SR063, the first ASO drug for the treatment of patients with AR-V7 positive prostate cancer, has inhibitory effects on both androgen-dependent and androgen-independent AR pathpath-related metastatic castration-resistant prostate cancer (mCRPC). Currently, it has completed phase 1 clinical study, and will carry out phase 2a clinical study in China.
In addition, in 2012, a joint venture company, Rebo Quark, was established between Rebo Bio-and Quark. In 2020, Rebo Bio-acquired Rebo Quark as a controlling subsidiary and renamed Rebo Gul. The subsequent research and development of SR061 in the licensed area is led and undertaken by Rebo Bio-. SR06 is a small nucleic acid drug with rapid development in China. It is an optic neuroprotective drug targeting Caspase2. Its first clinical indication is non-arteritis anterior ischemic optic neuropathy (NAION), and it is suitable for many ophthalmic indications related to optic nerve injury, including glaucoma. SR061 is currently being analyzed for phase 2/3 clinical data for NAION indications. For glaucoma indications, phase 2a clinical studies have been completed abroad.
In addition, STP705, a leader in the field of tumor RNAi therapy, is the most advanced product of Sunro, which has entered phase 2 clinical trials in the United States. It adopts two siRNA strategies that simultaneously deliver TGF-β1 and Cox-2 to target tumor tissues by intratulotumor injection. Previously published data from the phase 2 interim trial showed 100% complete clearance in the 180-μg dose cohort.
HT-101 injection is a GalNAc-siRNA drug developed by Xing Yao Kunze, a subsidiary of Fosun Pharmaceutical, for the treatment of chronic hepatitis B virus infection. In preclinical efficacy trials, a single dose reduced the expression of multiple key components of hepatitis B virus and sustained inhibition of viral replication for more than 70 days.

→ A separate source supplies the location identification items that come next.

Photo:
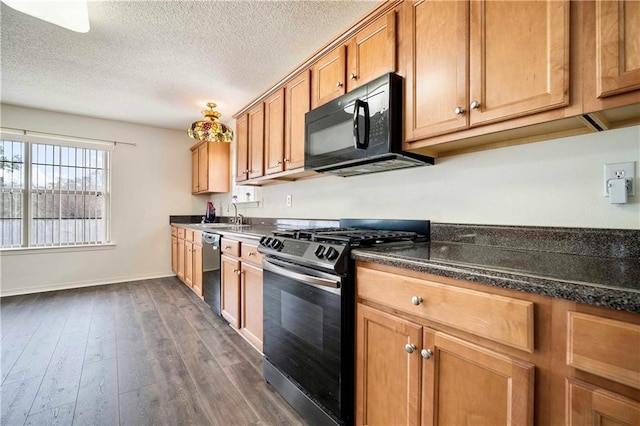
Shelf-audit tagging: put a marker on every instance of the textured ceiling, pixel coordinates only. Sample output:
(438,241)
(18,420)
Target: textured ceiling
(159,62)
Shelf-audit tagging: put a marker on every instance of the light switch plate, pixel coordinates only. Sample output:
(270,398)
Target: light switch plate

In 2021, through the acquisition of Tianlong Pharmaceutical, Yuekang Pharmaceutical began to actively layout mRNA vaccines and small nucleic acid drugs, and comprehensively cut into the nucleic acid track nucleus. Currently, the most advanced small nucleic acid drug CT102 is an antisense nucleic acid (ASO) drug targeting the human insulin-like growth factor type 1 receptor (IGF1R) gene for the treatment of primary hepatocellular carcinoma. The phase 1 clinical study was completed in January 2022, and the clinical 2a trial was initiated in March.
VIR-2218 is a subcutaneously administered siRNA targeting HBV introduced by Tensengbo. It is also the first clinical siRNA to include enhanced stabilization chemoplus technology to enhance stability and minimize off-target activity, indicated for hepatitis B.